Reef systems that extend across broad latitudes and temperature gradients have provided evidence of juvenile (Woolsey et al., 2015) and adult corals with enhanced thermal tolerance (Ulstrup et al., 2006; van Oppen et al., 2011; Howells et al., 2012, 2013). On the Great Barrier Reef (GBR), mean summer maximum temperatures have been reported to have nearly 2°C difference at reefs 250 km apart (South Molle Island to Magnetic Island; Howells et al., 2013). Different thermal histories on the GBR have been found to influence bleaching susceptibility (Ulstrup et al., 2006; Ainsworth et al., 2016) and the physiological performance of a generalist coral symbiont (Howells et al., 2012). Warmer latitudes have also been shown to enhance heritable thermal tolerance, up to 10-fold in Acropora millepora from the GBR (Dixon et al., 2015). Such latitudinal gradients thus provide important information over the spatial scales through which thermal tolerance can be achieved, and opens discussion on the ability for more “tolerant” species to provide “genetic rescue” through the exchange of more tolerant larvae across latitudes (Ingvarsson, 2001).

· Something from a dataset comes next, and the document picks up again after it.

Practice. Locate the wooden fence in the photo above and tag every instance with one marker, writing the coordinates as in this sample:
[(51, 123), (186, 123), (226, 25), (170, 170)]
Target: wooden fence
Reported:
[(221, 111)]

That said, studies of the coral Oculina patagonica in the Mediterranean across locations with different thermal temperature regimes demonstrated limited capacity to acclimate to conditions comparable to future warming (Rodolfo-Metalpa et al., 2014). Thus, the ability for corals to inherit thermal tolerance is likely to be species-specific, and highly-dependent on the dynamics of local temperature regimes. Costs may also be associated with greater thermal tolerance, for example, a thermo-tolerant symbiont, Symbiodinium trenchii (D1a), has been shown to reduce host mortality rates by 30% under thermal stress; however, that is accompanied by a reduction in growth rates of 50–60% (Little et al., 2004; Smith and Iglesias-Prieto, 2010; Pettay et al., 2015). Energetic trade-offs need to be considered alongside the benefit of tolerance to assess whether coral reef form and function can be maintained.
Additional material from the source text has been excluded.